Seguramente los Juegos Olímpicos sean uno de esos pocos eventos en los que la humanidad logra ponerse de acuerdo durante al menos unos días, y aunque muchos pretender exhibir y exigir su ideología –siempre ha ocurrido, dicho sea de paso– y fijarse en sus propias modas, dinámicas y obsesiones, allí brilla la tolerancia y el esfuerzo, pero también la diversidad, el espectáculo y el saber que la sana competición nos puede hacer mejores. Incluso aspectos denostados por algunos en estos tiempos como el honor, la ambición o el significado de banderas e himnos cobran valor de nuevo.

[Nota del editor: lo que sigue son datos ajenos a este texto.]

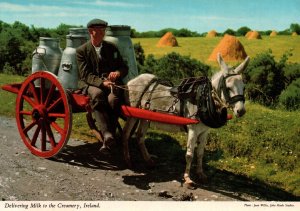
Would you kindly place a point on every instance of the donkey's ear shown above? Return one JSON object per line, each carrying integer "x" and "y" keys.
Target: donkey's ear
{"x": 223, "y": 65}
{"x": 239, "y": 69}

Y quizás lejos de tanta expectación y del foco de las cámaras y del dinero de la publicidad surgen los Juegos Paralímpicos semanas más tarde, justo cuando la mayoría empezamos a pensar en la Liga y en otras tantas competiciones deportivas. Y si ya en los JJ.OO. cada medalla supone una auténtica gesta, en los Paralímpicos cada participación conlleva ya una victoria para cada atleta, para cada familia y para cada país que participa. No es exagerado afirmar que en un mundo que menosprecia la discapacidad a todos los niveles, cada historia es un ejemplo de participación y de afirmación de la vida y de la esperanza, y en muchos casos una muestra de que el sufrimiento no puede tener nunca la última palabra.

Entre las interminables historias de superación están los que nacieron con una discapacidad o para los que una enfermedad, un accidente o por desgracia la violencia les impusieron una losa muy difícil de levantar. Sin embargo, su esfuerzo y su superación nos recuerdan que los límites en nuestra vida no están para romperlos o para paralizarnos, más bien para aceptarlos con lucidez y para estirarlos de tal forma que la flaqueza y el sufrimiento se conviertan en espacios de crecimiento y en motivos para creer en el futuro y, por qué no,  para hacernos un poco mejores.